I am looking for an adapter either pci (prefered) or usb for AM/FM radio, or at least FM.

From what i have been reading so far, it seems that AM radio is not easy to come by. 

Ebay has quite some usb adapters but i am unsure about what to get and or if it will even work. 

As for apps i was thinking about something like  http://gqmpeg.sourceforge.net or if there is something 100% ncurses even better.

----------

## Keruskerfuerst

You should better use FM or internet radio (MP3 or FLAC coded).

----------

## HeXiLeD

I know but the idea is actually play with the air waves.

A found a few things out there and maybe someone has some input about it.

D-Link DSB-R100 USB FM Radio with MP3 Software 

 *Quote:*   

> True Plug and Play installation
> 
> Full FM radio band (no AM)
> 
> USB specification 1.1 compliant
> ...

 

http://www.linux-usb.org/USB-guide/x601.html

 *Quote:*   

> 
> 
> The D-Link USB FM radio driver uses the Video4Linux interface, similar to the webcams discussed above.
> 
> If the appropriate device node entries do not exist, you should create them:
> ...

 

I think this may be the best bet but since i am unsure about it i have not purchased it.
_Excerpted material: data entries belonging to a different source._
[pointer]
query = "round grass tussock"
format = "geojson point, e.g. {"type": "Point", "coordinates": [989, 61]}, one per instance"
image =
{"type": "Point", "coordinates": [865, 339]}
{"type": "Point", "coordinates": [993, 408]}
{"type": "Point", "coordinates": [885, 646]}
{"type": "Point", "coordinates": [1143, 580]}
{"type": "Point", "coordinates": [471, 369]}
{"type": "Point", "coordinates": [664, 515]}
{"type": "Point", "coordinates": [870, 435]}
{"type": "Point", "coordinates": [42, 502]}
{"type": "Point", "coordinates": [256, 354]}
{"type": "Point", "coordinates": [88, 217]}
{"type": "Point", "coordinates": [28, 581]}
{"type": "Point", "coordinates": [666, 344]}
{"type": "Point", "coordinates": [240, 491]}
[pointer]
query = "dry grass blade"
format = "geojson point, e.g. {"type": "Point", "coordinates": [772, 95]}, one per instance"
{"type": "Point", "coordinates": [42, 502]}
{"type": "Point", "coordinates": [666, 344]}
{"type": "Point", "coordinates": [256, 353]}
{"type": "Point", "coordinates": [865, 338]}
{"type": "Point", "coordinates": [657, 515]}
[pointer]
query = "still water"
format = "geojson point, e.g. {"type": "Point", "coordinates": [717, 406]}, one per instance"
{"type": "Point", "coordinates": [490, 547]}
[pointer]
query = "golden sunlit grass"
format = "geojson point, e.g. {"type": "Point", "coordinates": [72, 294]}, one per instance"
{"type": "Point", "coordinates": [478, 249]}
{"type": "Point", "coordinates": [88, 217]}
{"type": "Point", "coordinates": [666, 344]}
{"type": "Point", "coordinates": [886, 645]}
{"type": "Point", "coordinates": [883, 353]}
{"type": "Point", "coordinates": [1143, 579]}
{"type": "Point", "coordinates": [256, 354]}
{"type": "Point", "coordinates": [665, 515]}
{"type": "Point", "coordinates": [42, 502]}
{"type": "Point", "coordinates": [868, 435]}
Any feedback would be great.

Whats your feedback in regards the D-Link DSB-R100 USB FM Radio with MP3 Software  ?

Other things found:

RTL-SDR and GNU Radio with Realtek RTL2832U [Elonics E4000/Raphael Micro R820T] software defined radio receivers.

Which looks like to be way more than what i need.

http://superkuh.com/rtlsdr.html

 *Quote:*   

> DVB-T dongles based on the Realtek RTL2832U can be used as a cheap SDR, since the chip allows transferring the raw I/Q samples to the host, which is officially used for DAB/DAB+/FM demodulation

 

http://sdr.osmocom.org/trac/wiki/rtl-sdr

----------

## radio_flyer

I had a DSB-R100 working for a number of years on Gentoo. I tossed it a few years back. Last I recall, the kernel driver was still working fine but the GUI I was using at the time (media-sound/gqradio) was bit-rotting severely.

----------